Cis‐Regulatory Mutations in Human Disease


Enhancers are cis‐regulatory elements that accurately control the spatiotemporal pattern of gene expression and these can function over large genomic distances to activate the target gene. Genomewide methodologies have revealed general chromatin signatures for enhancers and the human and mouse noncoding genomes have undergone an extensive functional annotation. An increasing number of enhancer mutations are showing association with human disease, and disease mechanisms are being described that result from altered gene expression. Owing to the modular nature of enhancers, mutations can generate disease phenotypes that represent either a subset of the symptoms of coding mutations or due to a change in specificity of enhancer activity, a novel phenotype.
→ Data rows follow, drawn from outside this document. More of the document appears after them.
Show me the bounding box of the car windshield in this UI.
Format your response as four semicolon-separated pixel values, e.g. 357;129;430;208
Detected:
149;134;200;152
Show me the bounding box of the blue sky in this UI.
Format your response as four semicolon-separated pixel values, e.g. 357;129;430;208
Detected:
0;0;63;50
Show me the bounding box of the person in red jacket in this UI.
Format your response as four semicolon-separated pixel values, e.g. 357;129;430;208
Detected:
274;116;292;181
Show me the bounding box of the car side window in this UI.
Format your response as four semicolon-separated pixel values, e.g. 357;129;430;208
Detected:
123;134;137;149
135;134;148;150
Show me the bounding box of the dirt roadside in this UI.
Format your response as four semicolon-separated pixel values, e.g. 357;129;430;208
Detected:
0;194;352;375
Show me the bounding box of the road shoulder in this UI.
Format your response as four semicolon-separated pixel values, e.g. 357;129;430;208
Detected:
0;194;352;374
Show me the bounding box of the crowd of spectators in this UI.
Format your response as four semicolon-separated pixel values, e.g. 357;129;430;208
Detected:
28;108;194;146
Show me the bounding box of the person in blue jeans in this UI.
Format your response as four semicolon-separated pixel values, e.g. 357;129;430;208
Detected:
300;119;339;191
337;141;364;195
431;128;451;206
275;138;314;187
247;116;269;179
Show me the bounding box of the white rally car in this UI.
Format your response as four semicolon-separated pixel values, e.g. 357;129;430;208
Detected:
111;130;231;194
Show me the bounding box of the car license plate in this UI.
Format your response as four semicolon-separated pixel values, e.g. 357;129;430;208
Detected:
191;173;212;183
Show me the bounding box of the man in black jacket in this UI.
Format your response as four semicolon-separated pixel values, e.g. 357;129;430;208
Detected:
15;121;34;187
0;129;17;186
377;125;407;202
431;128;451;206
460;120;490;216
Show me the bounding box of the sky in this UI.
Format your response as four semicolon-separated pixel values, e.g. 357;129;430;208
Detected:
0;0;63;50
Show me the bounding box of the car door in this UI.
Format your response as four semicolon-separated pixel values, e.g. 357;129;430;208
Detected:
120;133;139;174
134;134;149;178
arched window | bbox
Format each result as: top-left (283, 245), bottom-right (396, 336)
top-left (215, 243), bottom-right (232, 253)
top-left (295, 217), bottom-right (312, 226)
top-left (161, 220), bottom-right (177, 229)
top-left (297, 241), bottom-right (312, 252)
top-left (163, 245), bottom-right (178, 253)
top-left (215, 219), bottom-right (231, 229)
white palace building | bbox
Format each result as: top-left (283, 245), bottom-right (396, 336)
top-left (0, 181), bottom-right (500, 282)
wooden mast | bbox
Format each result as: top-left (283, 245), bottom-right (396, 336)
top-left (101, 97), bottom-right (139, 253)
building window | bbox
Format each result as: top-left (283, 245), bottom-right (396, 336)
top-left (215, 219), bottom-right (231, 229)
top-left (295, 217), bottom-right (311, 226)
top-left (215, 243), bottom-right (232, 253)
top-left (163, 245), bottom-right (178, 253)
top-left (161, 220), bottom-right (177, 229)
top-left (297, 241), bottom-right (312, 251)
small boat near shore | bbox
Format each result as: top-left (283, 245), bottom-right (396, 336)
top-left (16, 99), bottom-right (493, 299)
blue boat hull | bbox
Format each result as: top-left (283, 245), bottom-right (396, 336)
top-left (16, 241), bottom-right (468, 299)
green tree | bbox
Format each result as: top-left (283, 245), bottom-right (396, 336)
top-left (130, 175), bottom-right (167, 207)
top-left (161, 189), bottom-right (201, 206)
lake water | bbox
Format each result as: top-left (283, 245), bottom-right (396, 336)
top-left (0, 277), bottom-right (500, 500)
Topologically associated domains, also known as TADs, have emerged as a fundamental structural unit to limit enhancer regulatory activity and disruptions of these boundaries result in gene misexpression and disease.

Key Concepts

  • Enhancers function over large genomic distances to activate the target gene.
  • Methodologies have been developed to annotate the functional elements in the noncoding genome.
  • Mutations in enhancers that regulate developmental gene expression can cause congenital abnormalities.
  • Owing to the modular nature of enhancers the disease presentation may be different from mutations in the coding region of the target gene.
  • Disruption of TAD boundaries can result in gene misexpression and disease.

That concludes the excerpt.